Hemond explains that double patterning is a generic phrase used to indicate lithographic schemes in which a complex pattern is broken into two less complex patterns and then recombined on the silicon wafer. One version of double patterning uses conventional resists that are exposed twice and etched twice in a seven-step process. Conventional single-exposure lithography requires just two steps.
A second version is the dual-exposure, single-etch approach. Semiconductor makers are enthusiastic about this method because it requires fewer processing steps; the challenge for resist manufacturers is to develop a technique to expose the second resist pattern without harming the first pattern. Slezak, for example, says JSR is looking into cross-linking or chemical freezing agents that would fix the first pattern prior to the second exposure.

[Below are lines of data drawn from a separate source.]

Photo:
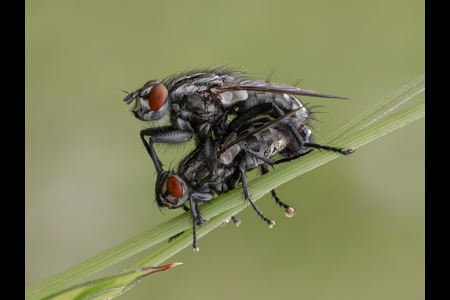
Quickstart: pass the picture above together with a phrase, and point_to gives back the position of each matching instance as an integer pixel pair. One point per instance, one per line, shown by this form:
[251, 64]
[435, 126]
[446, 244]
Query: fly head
[151, 101]
[171, 191]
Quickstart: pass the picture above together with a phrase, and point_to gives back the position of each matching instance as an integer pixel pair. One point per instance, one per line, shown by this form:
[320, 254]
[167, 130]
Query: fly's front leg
[289, 211]
[329, 148]
[194, 199]
[247, 193]
[166, 134]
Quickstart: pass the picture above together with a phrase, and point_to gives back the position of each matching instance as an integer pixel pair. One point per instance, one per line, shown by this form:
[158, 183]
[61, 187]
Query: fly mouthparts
[130, 98]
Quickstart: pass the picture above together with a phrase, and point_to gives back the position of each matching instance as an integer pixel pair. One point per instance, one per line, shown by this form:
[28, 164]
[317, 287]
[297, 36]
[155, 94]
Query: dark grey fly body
[253, 145]
[199, 103]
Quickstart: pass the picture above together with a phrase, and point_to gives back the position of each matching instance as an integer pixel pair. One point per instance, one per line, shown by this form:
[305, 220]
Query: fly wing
[234, 82]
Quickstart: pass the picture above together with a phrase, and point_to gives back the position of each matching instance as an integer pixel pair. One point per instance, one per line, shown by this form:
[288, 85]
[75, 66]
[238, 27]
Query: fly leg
[178, 234]
[329, 148]
[165, 134]
[289, 211]
[194, 199]
[247, 193]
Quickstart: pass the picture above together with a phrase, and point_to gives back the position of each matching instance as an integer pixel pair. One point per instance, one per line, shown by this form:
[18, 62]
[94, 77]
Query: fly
[199, 103]
[251, 146]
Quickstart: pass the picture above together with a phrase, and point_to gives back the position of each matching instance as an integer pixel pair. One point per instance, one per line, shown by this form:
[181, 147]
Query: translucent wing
[234, 82]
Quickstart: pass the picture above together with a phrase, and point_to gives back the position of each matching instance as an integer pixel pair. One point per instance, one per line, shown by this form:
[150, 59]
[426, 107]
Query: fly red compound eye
[157, 97]
[174, 187]
[150, 82]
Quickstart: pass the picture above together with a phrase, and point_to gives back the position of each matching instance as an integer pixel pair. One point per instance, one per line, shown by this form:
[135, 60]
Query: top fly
[199, 103]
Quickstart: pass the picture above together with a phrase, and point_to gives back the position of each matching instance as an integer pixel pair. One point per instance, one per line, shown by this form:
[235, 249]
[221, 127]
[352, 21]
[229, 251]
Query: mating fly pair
[199, 103]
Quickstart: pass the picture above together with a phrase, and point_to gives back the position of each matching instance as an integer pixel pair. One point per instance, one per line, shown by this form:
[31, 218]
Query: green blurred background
[359, 230]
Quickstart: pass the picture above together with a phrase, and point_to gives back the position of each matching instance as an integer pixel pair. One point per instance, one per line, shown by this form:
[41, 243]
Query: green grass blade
[108, 287]
[379, 120]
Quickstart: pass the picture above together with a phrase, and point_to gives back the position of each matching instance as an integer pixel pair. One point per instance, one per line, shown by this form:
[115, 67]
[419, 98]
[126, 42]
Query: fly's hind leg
[247, 193]
[289, 211]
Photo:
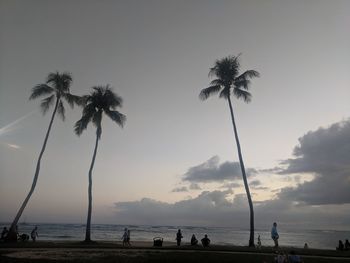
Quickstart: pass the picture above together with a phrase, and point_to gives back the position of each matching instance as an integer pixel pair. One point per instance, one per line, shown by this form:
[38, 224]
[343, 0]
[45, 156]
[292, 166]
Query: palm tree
[56, 88]
[101, 100]
[229, 81]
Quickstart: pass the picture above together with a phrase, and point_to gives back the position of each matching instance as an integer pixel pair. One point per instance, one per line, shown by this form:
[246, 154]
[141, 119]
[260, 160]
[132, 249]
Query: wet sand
[74, 251]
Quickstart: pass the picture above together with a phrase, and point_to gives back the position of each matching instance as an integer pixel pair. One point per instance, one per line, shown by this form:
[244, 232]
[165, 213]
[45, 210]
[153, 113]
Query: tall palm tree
[57, 89]
[229, 81]
[101, 100]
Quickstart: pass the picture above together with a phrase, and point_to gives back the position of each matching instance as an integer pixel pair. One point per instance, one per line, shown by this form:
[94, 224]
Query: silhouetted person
[24, 237]
[259, 242]
[293, 258]
[128, 238]
[194, 240]
[125, 237]
[34, 233]
[178, 237]
[340, 246]
[4, 233]
[205, 241]
[274, 234]
[281, 258]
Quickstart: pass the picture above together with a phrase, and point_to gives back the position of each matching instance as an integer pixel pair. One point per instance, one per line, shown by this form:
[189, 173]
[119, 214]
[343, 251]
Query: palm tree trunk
[250, 202]
[88, 222]
[13, 231]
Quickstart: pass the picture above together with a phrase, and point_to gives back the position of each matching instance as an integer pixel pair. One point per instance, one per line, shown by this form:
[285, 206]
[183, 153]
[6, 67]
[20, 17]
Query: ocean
[322, 239]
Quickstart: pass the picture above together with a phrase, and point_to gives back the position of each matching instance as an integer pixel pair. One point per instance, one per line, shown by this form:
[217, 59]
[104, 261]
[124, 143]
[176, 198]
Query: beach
[74, 251]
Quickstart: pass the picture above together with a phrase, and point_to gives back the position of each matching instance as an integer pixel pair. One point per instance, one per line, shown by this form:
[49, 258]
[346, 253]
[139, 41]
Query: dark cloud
[194, 186]
[213, 171]
[180, 189]
[324, 153]
[209, 208]
[231, 185]
[255, 183]
[206, 209]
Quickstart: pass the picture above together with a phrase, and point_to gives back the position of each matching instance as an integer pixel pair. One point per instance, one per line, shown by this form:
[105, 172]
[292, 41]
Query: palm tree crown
[101, 100]
[228, 80]
[57, 85]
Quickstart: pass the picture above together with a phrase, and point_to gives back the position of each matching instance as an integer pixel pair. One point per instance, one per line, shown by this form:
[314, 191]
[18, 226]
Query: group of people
[22, 237]
[343, 246]
[292, 257]
[194, 241]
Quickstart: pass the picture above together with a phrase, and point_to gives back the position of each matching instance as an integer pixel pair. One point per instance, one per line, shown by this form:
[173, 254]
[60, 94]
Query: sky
[175, 161]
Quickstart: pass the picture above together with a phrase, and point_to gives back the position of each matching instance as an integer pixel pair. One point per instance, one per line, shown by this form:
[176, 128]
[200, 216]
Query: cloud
[231, 185]
[255, 183]
[12, 126]
[212, 171]
[180, 189]
[13, 146]
[219, 207]
[325, 153]
[194, 186]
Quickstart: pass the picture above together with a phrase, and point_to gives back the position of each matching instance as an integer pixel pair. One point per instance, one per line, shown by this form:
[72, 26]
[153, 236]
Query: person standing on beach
[205, 241]
[125, 237]
[274, 234]
[128, 238]
[4, 233]
[178, 237]
[34, 233]
[194, 240]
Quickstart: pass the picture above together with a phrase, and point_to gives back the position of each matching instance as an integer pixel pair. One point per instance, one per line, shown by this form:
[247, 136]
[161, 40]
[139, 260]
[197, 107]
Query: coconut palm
[57, 89]
[101, 100]
[228, 81]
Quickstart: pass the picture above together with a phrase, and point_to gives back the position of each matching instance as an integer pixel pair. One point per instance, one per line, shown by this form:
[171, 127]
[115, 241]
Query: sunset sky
[175, 161]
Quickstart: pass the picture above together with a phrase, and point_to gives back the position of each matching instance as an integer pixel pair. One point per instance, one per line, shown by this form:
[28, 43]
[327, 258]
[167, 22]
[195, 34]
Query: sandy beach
[145, 252]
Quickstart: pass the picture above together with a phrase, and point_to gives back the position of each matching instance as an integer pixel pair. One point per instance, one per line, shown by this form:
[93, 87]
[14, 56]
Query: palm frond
[112, 99]
[61, 110]
[242, 94]
[226, 69]
[73, 99]
[40, 90]
[225, 93]
[207, 92]
[249, 74]
[81, 125]
[46, 103]
[242, 83]
[217, 82]
[117, 117]
[61, 82]
[101, 99]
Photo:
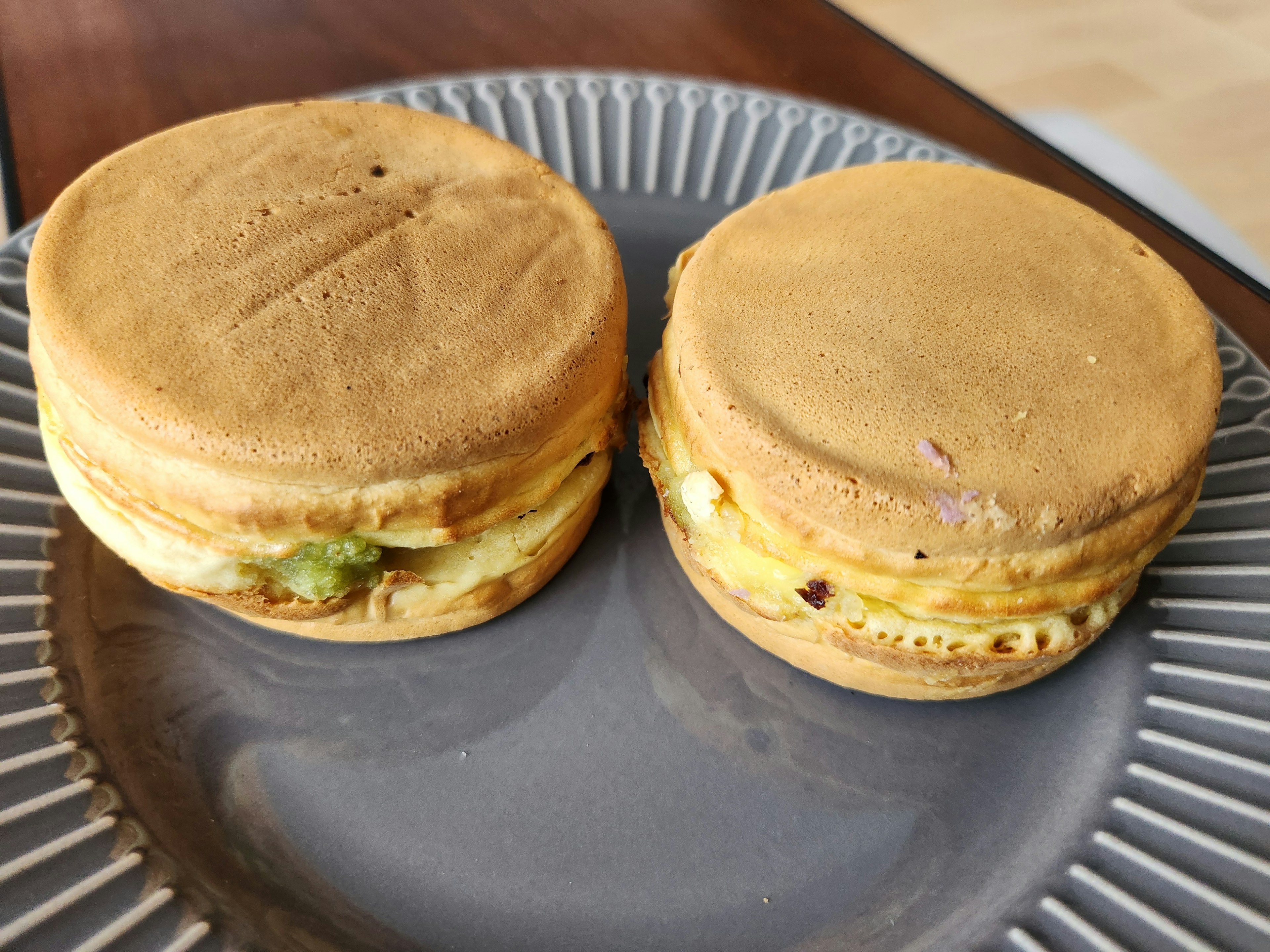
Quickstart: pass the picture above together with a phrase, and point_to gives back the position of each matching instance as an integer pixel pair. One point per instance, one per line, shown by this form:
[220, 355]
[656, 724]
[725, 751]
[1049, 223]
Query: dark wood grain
[86, 78]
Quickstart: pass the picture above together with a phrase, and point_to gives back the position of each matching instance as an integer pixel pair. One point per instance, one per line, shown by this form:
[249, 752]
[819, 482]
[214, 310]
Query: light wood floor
[1184, 82]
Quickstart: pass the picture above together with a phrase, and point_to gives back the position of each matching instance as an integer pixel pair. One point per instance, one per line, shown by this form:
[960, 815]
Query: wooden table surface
[83, 78]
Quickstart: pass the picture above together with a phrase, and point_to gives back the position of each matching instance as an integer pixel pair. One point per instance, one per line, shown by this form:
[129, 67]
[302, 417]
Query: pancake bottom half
[859, 629]
[403, 592]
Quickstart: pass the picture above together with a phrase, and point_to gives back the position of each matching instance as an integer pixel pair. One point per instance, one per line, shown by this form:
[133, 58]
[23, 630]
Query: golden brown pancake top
[329, 293]
[821, 334]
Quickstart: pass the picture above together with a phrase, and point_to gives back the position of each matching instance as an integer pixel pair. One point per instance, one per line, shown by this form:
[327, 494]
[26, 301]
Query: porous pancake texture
[928, 416]
[308, 332]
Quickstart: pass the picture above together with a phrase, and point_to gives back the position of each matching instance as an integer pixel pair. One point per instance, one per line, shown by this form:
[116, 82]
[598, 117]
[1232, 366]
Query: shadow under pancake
[996, 786]
[177, 694]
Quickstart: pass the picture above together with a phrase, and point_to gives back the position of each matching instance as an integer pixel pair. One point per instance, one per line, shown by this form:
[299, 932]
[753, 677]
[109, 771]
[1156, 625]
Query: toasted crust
[862, 667]
[1033, 582]
[298, 322]
[821, 334]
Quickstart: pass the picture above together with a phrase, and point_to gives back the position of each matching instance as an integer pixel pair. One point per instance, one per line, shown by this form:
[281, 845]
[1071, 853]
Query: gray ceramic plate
[609, 767]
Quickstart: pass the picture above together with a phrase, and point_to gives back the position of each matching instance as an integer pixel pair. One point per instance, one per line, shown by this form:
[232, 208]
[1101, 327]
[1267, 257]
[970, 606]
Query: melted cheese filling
[192, 559]
[765, 571]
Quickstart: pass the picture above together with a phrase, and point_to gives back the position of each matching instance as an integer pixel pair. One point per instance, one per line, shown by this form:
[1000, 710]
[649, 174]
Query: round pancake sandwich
[350, 370]
[917, 428]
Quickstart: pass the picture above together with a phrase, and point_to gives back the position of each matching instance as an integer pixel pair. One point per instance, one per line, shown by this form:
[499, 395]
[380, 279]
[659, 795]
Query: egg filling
[175, 553]
[816, 596]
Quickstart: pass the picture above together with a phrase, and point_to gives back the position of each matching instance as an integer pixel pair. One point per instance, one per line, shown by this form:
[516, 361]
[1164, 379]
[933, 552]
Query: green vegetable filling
[323, 571]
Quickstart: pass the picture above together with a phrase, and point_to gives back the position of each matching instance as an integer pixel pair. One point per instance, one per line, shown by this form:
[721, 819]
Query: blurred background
[1169, 99]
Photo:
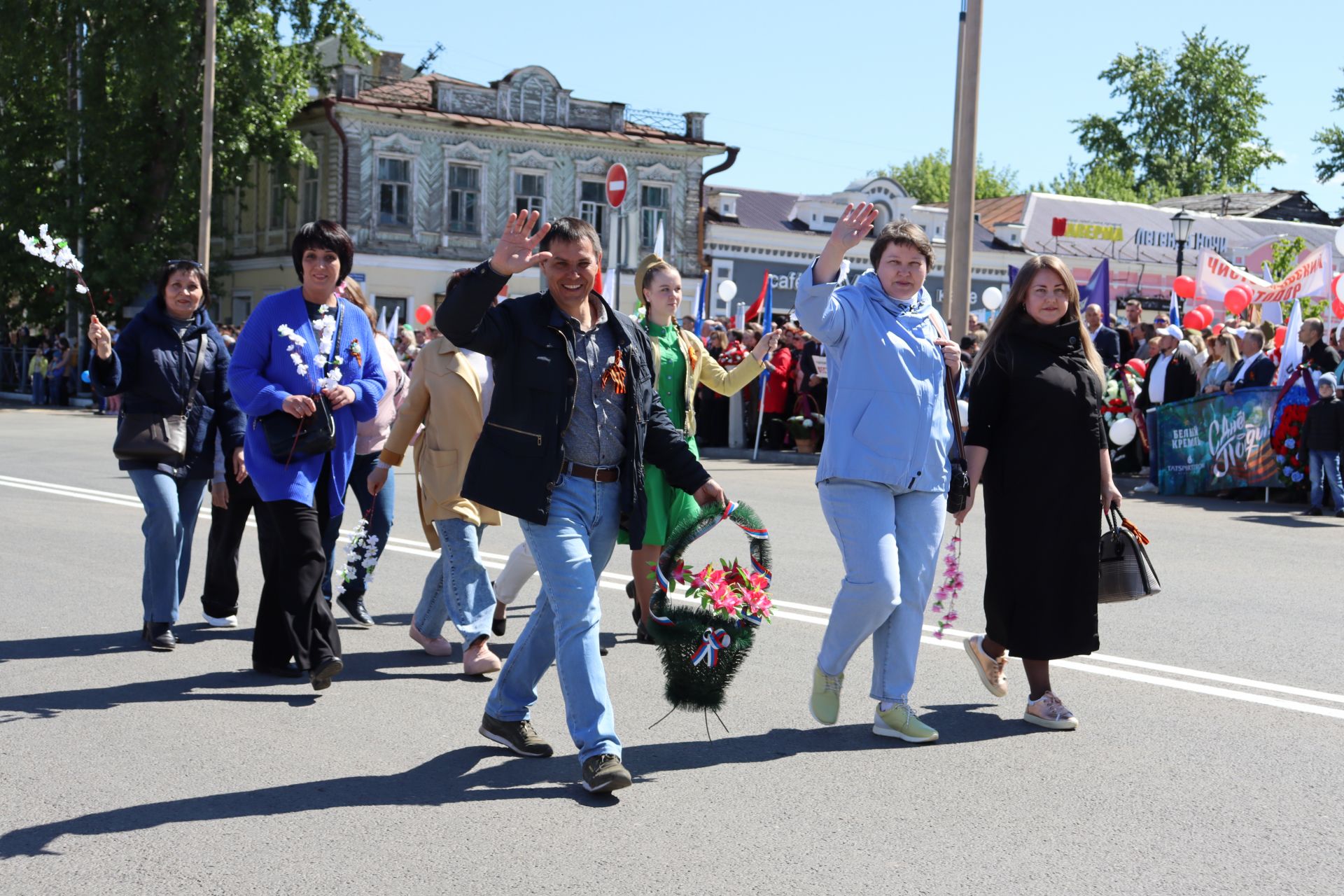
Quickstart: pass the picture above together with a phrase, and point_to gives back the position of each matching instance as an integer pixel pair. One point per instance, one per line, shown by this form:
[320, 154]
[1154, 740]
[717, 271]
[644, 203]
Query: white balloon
[1123, 431]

The uncertainty about lithography at 32 nm presents a conundrum for resist manufacturers, Hemond notes, because they can't afford to pursue all possible avenues of research. "I picture it as a neighborhood with a lot of cul-de-sacs," he says. "You don't want to get lost in them." Rohm and Haas tries to limit its wrong turns by concentrating its R&D resources on alliances with a few industry leaders.
Dammel laments the fact that materials suppliers have not adopted the precompetitive consortia and other cooperative research approaches that their customers have. "We see that semiconductor manufacturers increasingly cooperate in development and combine their efforts to save costs," he observes. "Materials suppliers have not done so and do not have a business model for doing so."
Meanwhile, the cost of development isn't abating. Hemond says Rohm and Haas has invested $100 million in its electronic materials business over the past three years. And the company just announced that it will spend $60 million on new lithography equipment to research 193-nm resists and antireflective coatings.
Because such pricey investments will be required to develop the materials of the future, Hemond sees a consolidation of the electronic chemicals industry into just a few strong players. He cites a rule of thumb holding that, over time, industries consolidate into three major players. "The rule of three applies in most businesses and will in photoresist materials," he says. "We expect to be one of those three."